Code Geass Stops, Excited and Satisfied Kids Get Off the Rollercoaster

September 29th, 2008

I’m not a big theme park person but I’ve been to a few of them. At one point in my life I used to go every year. In a way, big-budget mainstream anime are a bit like amusement park rides.

At least in the US, where land is plenty and people pay an arm and leg to go to them, theme parks attract goers through new and exciting advertisements of their new (well) attractions. They are aptly called attractions because when you see this single rail that goes up and down like a graph of the Dow Jones Industrial Average in recent years, plus those loopy things, you get this feeling of excitement. No fancy ads or viral marketing necessary.

In a way that is basically the experience of Code Geass, I think.

The first season is a well-packaged, top-of-the-line Sunrise TV anime. I think the story made sense and people liked the sporadic moments of “JUST AS PLANNED” Lulu had. The heroics and scheming were entertaining, even if hollow by more sophisticated standards. And the CLAMP characters are always the rage. The gut-wrenching plot twists towards the end of the first season gives us a taste of what kind of an experience Code Geass was set out to deliver. The non-ending, and aptly announced sequel at the time was just the period (or better, semicolon?) that punctuates the point.

For the most part the second season started out without much issues, but at some point we realized something was different. Goro Taniguchi himself, supposedly, confessed regarding the reworking of the second season due to business constraints that lead to a lot of lost labor in working on the second season. I think the fans would take kindly to that position as Code Geass R2 does look somewhat derailed from the original ride.

But as a packaged experience, in a lot of ways R2 supersedes the first season as long as you don’t look too deep. And for experienced viewers, anime of this type is more of an experience than a work in itself so we’re trained to not poke where it doesn’t look like you should be poking. Looking too deeply just makes you hate it more. It isn’t to say you ought not to analyze Code Geass or shows like that, but that was one of the main ways how R2 fell apart from the expectations viewers had from the first season. It’s safe to say many of us have mixed feeling about Code Geass R2, even if it was highly entertaining.

I guess, to go back to the Goro Taniguchi thing, things are rushed. And it clearly shows.

Unlike the typical rushed production, however, it seemed Code Geass R2 actually has a destination in mind, and a destination that isn’t made of fail. The last episode delivered a reasonable conclusion that few anime of this kind of dynamic amplitude could even hope for. What’s more, it got away with the degree of open-endedness that characterizes the usual rush job, and a fair amount of both plot hole type things and thoughtful, canonical conclusions that will give all of its riders something to think about once they step back onto the platform and head out to the parking lot, elated.

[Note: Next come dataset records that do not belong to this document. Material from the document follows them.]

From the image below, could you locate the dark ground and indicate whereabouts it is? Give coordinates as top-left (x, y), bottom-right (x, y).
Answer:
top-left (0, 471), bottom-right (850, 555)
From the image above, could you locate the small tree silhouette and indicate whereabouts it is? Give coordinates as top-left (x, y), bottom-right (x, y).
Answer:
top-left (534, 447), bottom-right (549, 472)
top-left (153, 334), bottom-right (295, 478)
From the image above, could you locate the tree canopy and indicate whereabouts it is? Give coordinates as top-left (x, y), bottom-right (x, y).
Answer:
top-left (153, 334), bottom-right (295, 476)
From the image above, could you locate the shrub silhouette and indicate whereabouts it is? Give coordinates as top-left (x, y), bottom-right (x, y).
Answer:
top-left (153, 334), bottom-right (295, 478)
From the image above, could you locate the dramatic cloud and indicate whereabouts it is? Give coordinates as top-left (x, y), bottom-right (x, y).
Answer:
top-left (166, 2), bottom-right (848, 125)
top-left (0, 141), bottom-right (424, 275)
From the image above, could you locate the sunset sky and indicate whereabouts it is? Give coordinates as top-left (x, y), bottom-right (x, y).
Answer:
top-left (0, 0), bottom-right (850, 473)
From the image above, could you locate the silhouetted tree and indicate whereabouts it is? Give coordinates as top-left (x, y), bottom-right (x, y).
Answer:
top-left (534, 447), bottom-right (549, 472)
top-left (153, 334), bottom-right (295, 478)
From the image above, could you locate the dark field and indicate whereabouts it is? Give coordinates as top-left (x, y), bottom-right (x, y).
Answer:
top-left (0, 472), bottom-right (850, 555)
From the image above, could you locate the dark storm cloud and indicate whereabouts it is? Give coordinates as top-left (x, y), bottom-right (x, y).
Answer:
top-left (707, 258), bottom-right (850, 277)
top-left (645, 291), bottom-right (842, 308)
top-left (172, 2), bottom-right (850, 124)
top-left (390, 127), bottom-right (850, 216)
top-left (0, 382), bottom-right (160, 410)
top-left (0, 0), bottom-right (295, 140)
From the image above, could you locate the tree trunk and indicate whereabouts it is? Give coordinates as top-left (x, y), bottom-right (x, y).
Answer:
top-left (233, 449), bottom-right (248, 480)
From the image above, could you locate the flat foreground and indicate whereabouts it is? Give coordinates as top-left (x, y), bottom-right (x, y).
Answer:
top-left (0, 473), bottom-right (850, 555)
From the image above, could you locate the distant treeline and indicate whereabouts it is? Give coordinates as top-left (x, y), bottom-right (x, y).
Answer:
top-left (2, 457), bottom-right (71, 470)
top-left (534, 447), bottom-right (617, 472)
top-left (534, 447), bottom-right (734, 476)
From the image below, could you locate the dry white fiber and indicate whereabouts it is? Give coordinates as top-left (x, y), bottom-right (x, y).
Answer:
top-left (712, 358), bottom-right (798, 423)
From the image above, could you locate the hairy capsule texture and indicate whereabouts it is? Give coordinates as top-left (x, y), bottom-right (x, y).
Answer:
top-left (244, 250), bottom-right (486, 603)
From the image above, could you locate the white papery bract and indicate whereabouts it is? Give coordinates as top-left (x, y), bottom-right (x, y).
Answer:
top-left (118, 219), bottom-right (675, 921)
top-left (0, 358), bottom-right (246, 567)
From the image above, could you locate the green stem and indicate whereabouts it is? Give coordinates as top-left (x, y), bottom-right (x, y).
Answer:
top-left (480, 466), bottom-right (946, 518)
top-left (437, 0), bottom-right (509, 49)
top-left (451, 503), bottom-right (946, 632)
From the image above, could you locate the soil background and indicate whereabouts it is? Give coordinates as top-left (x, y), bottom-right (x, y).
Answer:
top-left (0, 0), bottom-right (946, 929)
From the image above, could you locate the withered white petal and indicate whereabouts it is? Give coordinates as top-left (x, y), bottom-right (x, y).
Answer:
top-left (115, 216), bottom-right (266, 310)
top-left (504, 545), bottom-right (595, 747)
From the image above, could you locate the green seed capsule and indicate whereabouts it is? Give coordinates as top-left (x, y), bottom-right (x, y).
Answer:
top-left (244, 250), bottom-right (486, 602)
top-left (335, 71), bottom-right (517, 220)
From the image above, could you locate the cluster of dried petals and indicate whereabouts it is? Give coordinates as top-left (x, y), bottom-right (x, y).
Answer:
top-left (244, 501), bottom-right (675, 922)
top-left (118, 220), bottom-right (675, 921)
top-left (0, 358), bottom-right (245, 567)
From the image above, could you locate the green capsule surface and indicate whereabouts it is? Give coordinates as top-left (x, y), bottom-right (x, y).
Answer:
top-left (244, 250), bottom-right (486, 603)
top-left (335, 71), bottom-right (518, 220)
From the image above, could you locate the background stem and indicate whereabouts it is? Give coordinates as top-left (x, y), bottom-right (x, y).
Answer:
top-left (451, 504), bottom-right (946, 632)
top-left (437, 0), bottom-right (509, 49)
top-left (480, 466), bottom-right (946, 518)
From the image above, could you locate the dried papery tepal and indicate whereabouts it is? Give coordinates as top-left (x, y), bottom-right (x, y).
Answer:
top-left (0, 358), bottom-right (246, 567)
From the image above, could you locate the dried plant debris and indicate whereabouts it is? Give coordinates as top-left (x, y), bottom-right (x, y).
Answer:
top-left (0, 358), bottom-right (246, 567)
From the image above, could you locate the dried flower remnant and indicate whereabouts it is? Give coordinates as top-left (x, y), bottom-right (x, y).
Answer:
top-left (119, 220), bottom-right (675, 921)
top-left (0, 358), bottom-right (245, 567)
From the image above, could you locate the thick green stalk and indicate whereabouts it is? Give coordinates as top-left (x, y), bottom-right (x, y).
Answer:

And just for the record, I could care less if Lulu is dead or alive at the end. Color me in for the “Requiem of Nunnally” camp as the heart of the second season of Code Geass, although it seemed easily that Goro wrote the story for the C.C. “good” end. Like UBW or Fate. Maybe. Meanwhile curious minds can listen to the kids as they look up at the telecast replay of their best impression of the emoticon “\o/” while walking down the ramp from the ride and towards the exit.



Posted by omo in Code Geass, Modern Visual Culture with 3 comments. Trackback link here.

3 Comments for 'Code Geass Stops, Excited and Satisfied Kids Get Off the Rollercoaster'

  1. Camario
    8:41 PM, September 29th, 2008

    Yes, R2 was rushed and as a result comes across as messy, fairly enough, but it was definitely entertaining and some parts were genuinely effective, like the ending itself. All in all, it has its ups and downs, but works. That much is hard to deny, at least for me.

    I’ll just say I’m assuming Lelouch is dead until proven otherwise, but the opposite is fine too.

    And sorry to go off on a tangent, which you might already know about, but there’s also a direct translation of the Taniguchi interview, hosted on the same website (miasmacloud’s blog). The content deals mostly with the end of season one and only briefly with R2’s time slot change -which did, unfortunately, alter the original plans- and a few other things. Who knows how it could have turned out, for better or for worse, but I get the feeling we would have seen many of the same elements, just with a different presentation and perhaps better pacing.

  2. 8:48 PM, September 29th, 2008

    “different presentation” is a big deal. I think the ending would be less controversial if not for that :)

    But yes, I found out about the other, better translation.

  3. Benson
    5:07 PM, September 30th, 2008

    I think the Chinese Federation saga would’ve either been extended or omitted if R2 had gone as planned.

    It just feels really abrupt and short and didn’t really do much for the overarching plot of the story.